El Dr. Morales había sido mi mentor durante años. Conocía mi estilo de escritura, mis teorías, mi enfoque único sobre la degeneración celular. Había leído borradores de esa misma tesis, ofreciendo notas y orientación. Sabía, con absoluta certeza, que el trabajo era mío.
Cuando una universidad rival, intrigada por la "innovadora" tesis, organizó una sesión de preguntas y respuestas en vivo con Isabela, la farsa se vino abajo. No pudo responder las preguntas más simples sobre la metodología. Tartamudeó con la terminología básica. Su ignorancia era flagrante, dolorosamente obvia.
La comunidad en línea se volvió contra ella al instante. La sección de comentarios de la transmisión en vivo explotó con acusaciones. "Fraude". "Plagiaria". "Ladrona".
Y de alguna manera, todo esto era mi culpa.
-Discúlpate con ella -ordenó Alejandro, su voz retumbando en el pequeño departamento. Me agarró del brazo, sus dedos clavándose en mi carne. El mundo se inclinó, mi visión se llenó de puntos negros por el movimiento brusco. Estaba demasiado débil para luchar contra él.
Lo miré, realmente lo miré, y una pregunta fría floreció en mi corazón. ¿Cuándo se habían vuelto tan cercanos él e Isabela? ¿Cuándo se volvieron sus lágrimas más importantes que mi verdad?
Era una actriz magistral. Incluso ahora, estaba orquestando una sinfonía de sufrimiento, su delicado cuerpo sacudido por sollozos teatrales, puntuados por desmayos casi perfectos que hacían que mis padres entraran en pánico.
Alejandro ni siquiera parecía notar lo pálida que estaba, cómo mi respiración era superficial y entrecortada. Sus ojos estaban fijos en Isabela, su expresión una mezcla de lástima y furia protectora.

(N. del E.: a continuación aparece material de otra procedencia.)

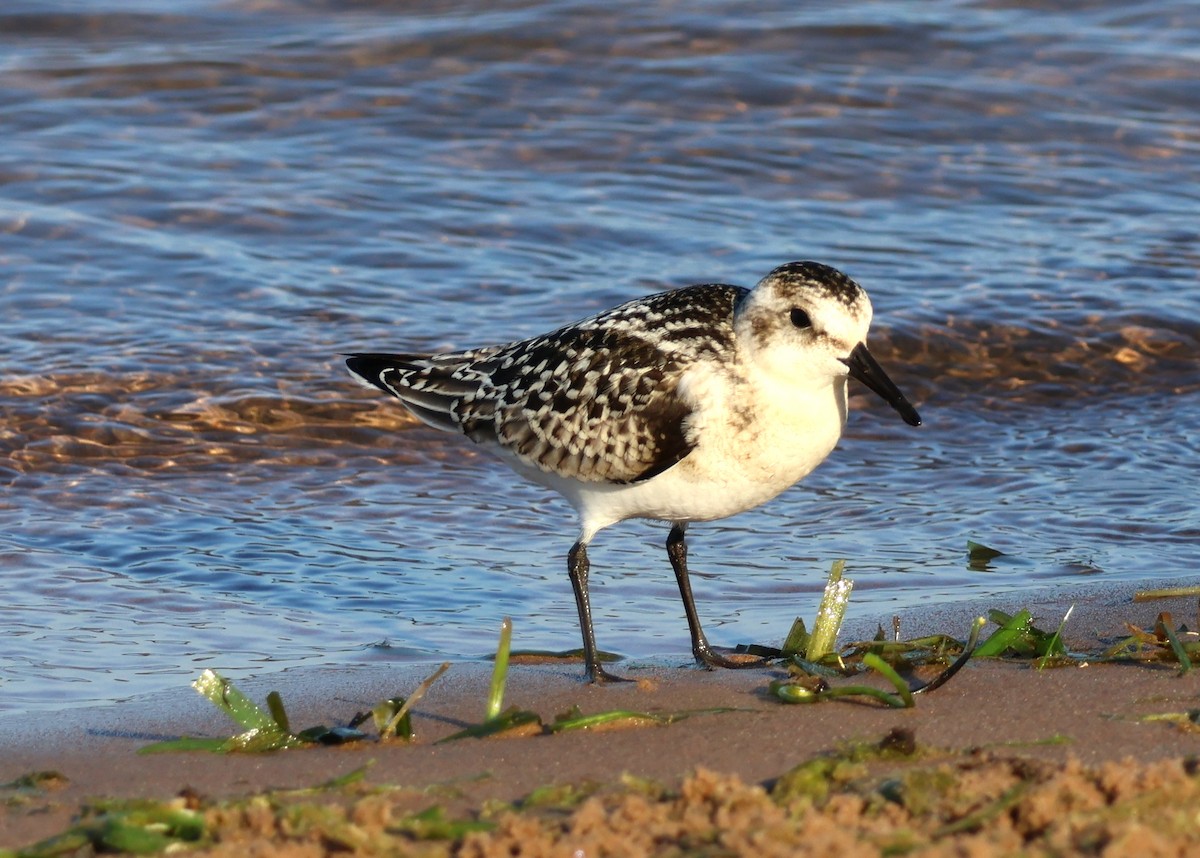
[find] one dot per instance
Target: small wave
(161, 421)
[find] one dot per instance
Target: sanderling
(690, 405)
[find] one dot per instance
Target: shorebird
(687, 406)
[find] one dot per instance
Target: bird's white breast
(754, 439)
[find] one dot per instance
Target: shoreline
(1084, 713)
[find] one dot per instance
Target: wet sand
(1003, 712)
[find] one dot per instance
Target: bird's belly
(715, 480)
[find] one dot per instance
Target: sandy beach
(1002, 713)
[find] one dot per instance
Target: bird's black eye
(801, 319)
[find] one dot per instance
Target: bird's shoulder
(600, 400)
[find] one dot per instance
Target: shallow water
(203, 204)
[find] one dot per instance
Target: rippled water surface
(203, 203)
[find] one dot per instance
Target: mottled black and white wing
(595, 401)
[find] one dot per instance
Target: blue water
(203, 204)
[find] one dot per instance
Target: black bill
(864, 369)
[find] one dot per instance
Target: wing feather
(597, 401)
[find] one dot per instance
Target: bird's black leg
(677, 550)
(577, 568)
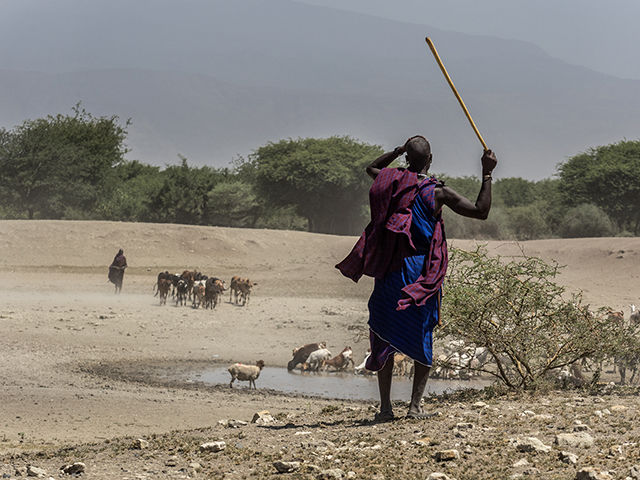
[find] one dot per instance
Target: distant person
(116, 270)
(404, 248)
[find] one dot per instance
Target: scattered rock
(446, 455)
(236, 423)
(590, 473)
(530, 444)
(319, 446)
(213, 447)
(286, 467)
(262, 418)
(74, 469)
(615, 451)
(465, 426)
(618, 408)
(36, 472)
(140, 444)
(330, 474)
(579, 439)
(438, 476)
(581, 428)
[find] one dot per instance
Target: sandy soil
(83, 369)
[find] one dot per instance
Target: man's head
(418, 153)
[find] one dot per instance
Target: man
(116, 270)
(405, 250)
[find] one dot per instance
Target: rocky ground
(93, 378)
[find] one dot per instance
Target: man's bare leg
(420, 377)
(384, 385)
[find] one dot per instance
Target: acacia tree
(608, 177)
(512, 311)
(324, 179)
(59, 163)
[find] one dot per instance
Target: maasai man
(116, 270)
(405, 250)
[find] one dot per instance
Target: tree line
(74, 167)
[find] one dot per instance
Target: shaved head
(418, 153)
(418, 147)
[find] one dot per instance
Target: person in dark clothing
(116, 270)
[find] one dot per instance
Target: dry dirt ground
(85, 373)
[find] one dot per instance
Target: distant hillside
(210, 80)
(606, 269)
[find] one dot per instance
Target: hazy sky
(601, 35)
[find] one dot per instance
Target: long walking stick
(455, 92)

Me arrastró por la habitación y me empujó frente a ella.
-Diles que fue un error -ordenó-. Diles que la tesis era suya desde el principio. Que estabas celosa.
Celosa. La acusación era tan absurda, tan alejada de la verdad, que todo lo que pude hacer fue mirarlo con una incredulidad paralizante.
El Dr. Morales siempre había creído en mí. Vio una chispa en mí que, según él, podría cambiar la cara de la medicina moderna. Había pasado incontables horas conmigo en el laboratorio, empujándome, desafiándome, ayudándome a refinar la misma investigación que Isabela ahora reclamaba como propia.
Los comentaristas en línea no eran tontos. Eran investigadores, estudiantes y doctores. Podían detectar un fraude a un kilómetro de distancia. Sabían que la persona que escribió esa tesis y la persona que balbuceaba buscando respuestas en la pantalla no podían ser la misma.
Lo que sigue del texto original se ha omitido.